Getting started with C

Starter code: starting-c-package.tar
Upload solutions via Moodle as: starting-c.tar

Goals

Learn some of the fundamentals of C programming
Start thinking of your data in terms of bytes
Get used to using some simple program testing automation

Rubric

1 - author name(s) in comment at top of each C source file 3 - "depunctuate" program correctness 6 - "sorter" program correctness 2 - code quality

How I learn new languages

Once you have learned a couple programming languages, getting started in a new language is mostly a matter of finding good reference materials, getting a source of sample programs, and writing a bunch of small programs to get the syntax and core libraries under control.
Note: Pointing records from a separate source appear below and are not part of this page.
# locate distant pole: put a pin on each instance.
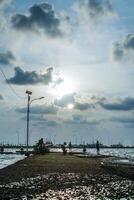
(28, 110)
(29, 101)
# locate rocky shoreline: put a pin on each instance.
(69, 186)
(55, 177)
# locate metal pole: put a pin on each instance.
(28, 109)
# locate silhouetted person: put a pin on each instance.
(63, 147)
(70, 147)
(21, 150)
(98, 147)
(84, 149)
(2, 149)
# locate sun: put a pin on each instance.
(70, 106)
(64, 88)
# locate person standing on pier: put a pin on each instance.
(98, 147)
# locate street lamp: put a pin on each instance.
(29, 101)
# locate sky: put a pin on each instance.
(79, 55)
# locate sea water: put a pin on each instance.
(8, 159)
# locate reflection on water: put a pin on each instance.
(6, 160)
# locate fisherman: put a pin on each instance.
(98, 147)
(84, 149)
(70, 147)
(63, 147)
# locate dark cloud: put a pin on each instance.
(95, 9)
(7, 58)
(39, 109)
(83, 106)
(41, 16)
(78, 119)
(65, 100)
(122, 105)
(128, 122)
(31, 77)
(125, 49)
(99, 7)
(40, 120)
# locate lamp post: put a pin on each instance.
(29, 93)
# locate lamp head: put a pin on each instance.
(28, 92)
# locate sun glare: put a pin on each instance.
(70, 106)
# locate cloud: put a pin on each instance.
(65, 100)
(3, 5)
(1, 97)
(129, 42)
(83, 106)
(70, 99)
(95, 9)
(39, 109)
(41, 17)
(124, 50)
(125, 120)
(31, 77)
(122, 105)
(7, 58)
(40, 120)
(78, 119)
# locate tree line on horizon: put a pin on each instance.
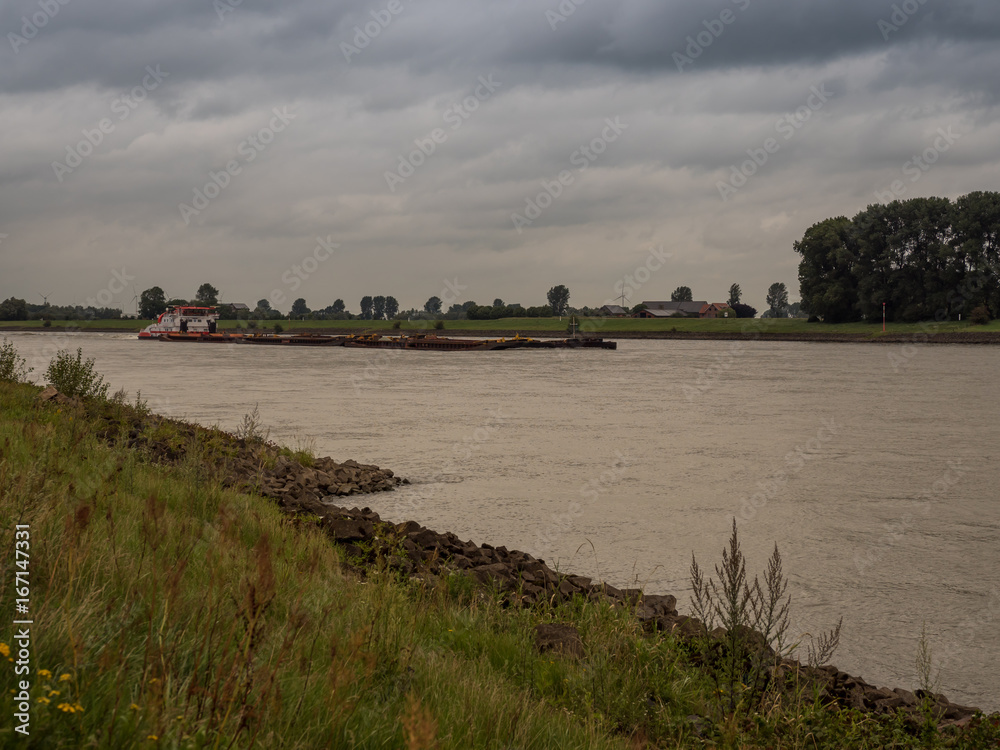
(154, 301)
(924, 258)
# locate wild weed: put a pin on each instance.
(13, 369)
(746, 624)
(76, 376)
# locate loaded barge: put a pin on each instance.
(199, 325)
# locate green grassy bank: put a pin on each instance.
(171, 612)
(597, 326)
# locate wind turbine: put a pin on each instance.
(622, 296)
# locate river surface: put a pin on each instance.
(873, 468)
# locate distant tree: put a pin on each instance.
(777, 300)
(207, 295)
(299, 308)
(681, 294)
(735, 295)
(558, 297)
(152, 302)
(13, 309)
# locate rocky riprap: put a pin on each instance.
(426, 555)
(314, 492)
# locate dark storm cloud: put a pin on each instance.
(699, 85)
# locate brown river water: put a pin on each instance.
(874, 468)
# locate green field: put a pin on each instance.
(597, 326)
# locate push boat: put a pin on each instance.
(186, 323)
(189, 323)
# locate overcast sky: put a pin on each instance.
(319, 109)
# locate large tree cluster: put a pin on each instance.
(925, 258)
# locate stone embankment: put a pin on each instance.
(521, 579)
(313, 490)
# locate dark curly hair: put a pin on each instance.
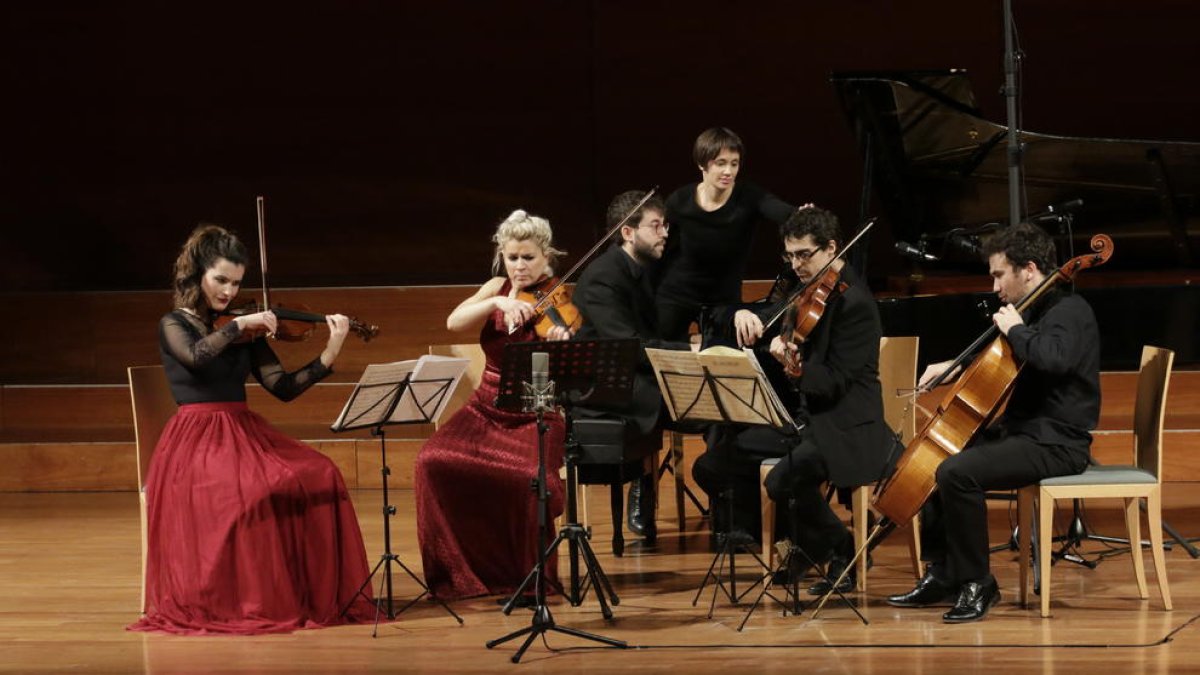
(1020, 244)
(207, 245)
(622, 203)
(815, 221)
When I want to learn a new programming language, I start by writing a few small programs to make sure I can handle the basics. Sometimes, I'll just do the first 10 problems at Project Euler. But usually, I prefer to ramp up faster by writing programs specifically aimed at teaching myself key elements of the new language. For example:

Output. Write a "hello, world" program to print a simple text message to standard output.
Input. Write a program that asks users for their names, age in years, and some non-integer number (e.g. their hourly wage), and prints the information back.
A function. Write a recursive factorial function as an example of a function that takes an integer parameter and returns an integer.
Arithmetic and conditionals. Write a change-making program. Here's a description of such a program as assigned to a CS 111 class many years ago.
Input/output parameters. Write a function that takes two parameters and swaps them. Whether this is possible depends on whether your programming language supports pass-by-reference or pointers.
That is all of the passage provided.